一、问题
测试发现 like 使用后缀通配符(%)时不走索引。
--测试表环境
postgres=# \d test
Table "public.test"
Column | Type | Collation | Nullable | Default
--------+---------+-----------+----------+---------
id | integer | | |
name | text | | |
Indexes:
"test_id_index" btree (id)
"test_name_index" btree (name)
postgres=# select count(*) from test;
count
----------
10000000
(1 row)
--执行计划没走索引
postgres=# explain analyze select * from test where name like 'val:999999%';
QUERY PLAN
-------------------------------------------------------------------------------------------------------------------------
Gather (cost=1000.00..107238.33 rows=1000 width=15) (actual time=523.748..524.772 rows=11 loops=1)
Workers Planned: 2
Workers Launched: 2
-> Parallel Seq Scan on test (cost=0.00..106138.33 rows=417 width=15) (actual time=363.223..517.478 rows=4 loops=3)
Filter: (name ~~ 'val:999999%'::text)
Rows Removed by Filter: 3333330
Planning Time: 0.054 ms
Execution Time: 524.786 ms
(8 rows)
--关闭全表扫后,执行计划仍不走索引
postgres=# set enable_seqscan = off;
SET
postgres=# explain analyze select * from test where name like 'val:999999%';
QUERY PLAN
--------------------------------------------------------------------------------------------------------------------------
Seq Scan on test (cost=10000000000.00..10000179055.00 rows=1000 width=15) (actual time=95.642..950.982 rows=11 loops=1)
Filter: (name ~~ 'val:999999%'::text)
Rows Removed by Filter: 9999989
Planning Time: 0.064 ms
Execution Time: 950.998 ms
(5 rows)
二、原因
在 PG 中存在一定的限制:只有在数据库 Collate 为 C 时,like 使用后缀通配符(%)时,才会用到索引。

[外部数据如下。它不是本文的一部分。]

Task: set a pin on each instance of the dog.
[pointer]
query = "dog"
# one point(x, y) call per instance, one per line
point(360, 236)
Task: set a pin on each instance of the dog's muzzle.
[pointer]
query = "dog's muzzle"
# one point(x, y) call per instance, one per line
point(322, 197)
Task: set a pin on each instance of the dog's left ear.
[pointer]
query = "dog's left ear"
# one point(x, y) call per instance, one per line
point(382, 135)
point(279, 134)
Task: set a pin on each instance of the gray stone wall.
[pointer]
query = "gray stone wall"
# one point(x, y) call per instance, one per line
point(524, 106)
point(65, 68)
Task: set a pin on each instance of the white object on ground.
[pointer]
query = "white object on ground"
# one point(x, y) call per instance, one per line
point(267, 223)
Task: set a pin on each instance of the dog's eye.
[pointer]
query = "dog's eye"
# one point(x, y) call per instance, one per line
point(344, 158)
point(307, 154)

--上述为 Collate 为 en_US.UTF-8 时的示例,下面看下 为 C 时的示例
postgres=# \l
List of databases
Name | Owner | Encoding | Collate | Ctype | Access privileges
-----------+----------+----------+-------------+-------------+-----------------------
postgres | postgres | UTF8 | en_US.UTF-8 | en_US.UTF-8 |
template0 | postgres | UTF8 | en_US.UTF-8 | en_US.UTF-8 | =c/postgres +
| | | | | postgres=CTc/postgres
template1 | postgres | UTF8 | en_US.UTF-8 | en_US.UTF-8 | =c/postgres +
| | | | | postgres=CTc/postgres
test | postgres | UTF8 | C | C |
(4 rows)
postgres=# \c test
You are now connected to database "test" as user "postgres".
test=# \d test
Table "public.test"
Column | Type | Collation | Nullable | Default
--------+---------+-----------+----------+---------
id | integer | | |
name | text | | |
Indexes:
"test_id_index" btree (id)
"test_name_index" btree (name)
test=# select count(*) from test;
count
----------
10000000
(1 row)
--执行计划走索引
test=# explain analyze select * from test where name like 'val:999999%';
QUERY PLAN
---------------------------------------------------------------------------------------------------------------------------
Index Scan using test_name_index on test (cost=0.43..8.46 rows=1000 width=15) (actual time=0.030..0.041 rows=11 loops=1)
Index Cond: ((name >= 'val:999999'::text) AND (name < 'val:99999:'::text))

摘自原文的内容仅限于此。